Lila avait prévu de publier une analyse à chaud de l’insurrection populaire burkinabè de novembre
2014, celle qui a mis fin à 27 ans de règne d’un régime despotique. Le manuscrit était prêt à
l’époque. Mais elle avait voulu intégrer les développements qui ont suivi, notamment la transition
politique et le processus électoral. La maladie ne lui en a pas laissé le temps. Avec la Fondation
Gabriel Péri et certains de ses amis, nous essaierons de voir comment publier ses derniers écrits.

Une grande dame, une intellectuelle organique, une amie, et une merveilleuse collaboratrice nous a
quittés. Lila était un esprit indépendant chez qui transparaissent honnêteté, probité et générosité.

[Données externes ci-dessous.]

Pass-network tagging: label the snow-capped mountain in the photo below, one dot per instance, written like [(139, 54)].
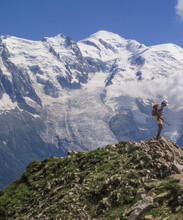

Elle était loyale en amitié tout comme elle était fidèle à ses convictions. Elle a inscrit son combat
intellectuel au service des exploités, des opprimés et des aliénés. Elle n’a jamais eu un mot
complaisant vis-à-vis des puissants. Parmi les autorités intellectuelles qu’elle aimait citer figurent
Adorno, Marcuse et Günther Anders. « Il n’y a pas de danger plus sérieux que l’absence de sérieux
chez les tout-puissants » disait ce dernier. Un avertissement que Lila prenait très au sérieux.

Il est rare de trouver des personnes dont les mots, les sentiments et les actes s’accordent en
permanence. Lila faisait partie de ces exceptions. Elle va beaucoup nous manquer. Le souvenir de sa
joie de vivre et de sa combativité intellectuelle restera ineffaçable dans nos mémoires.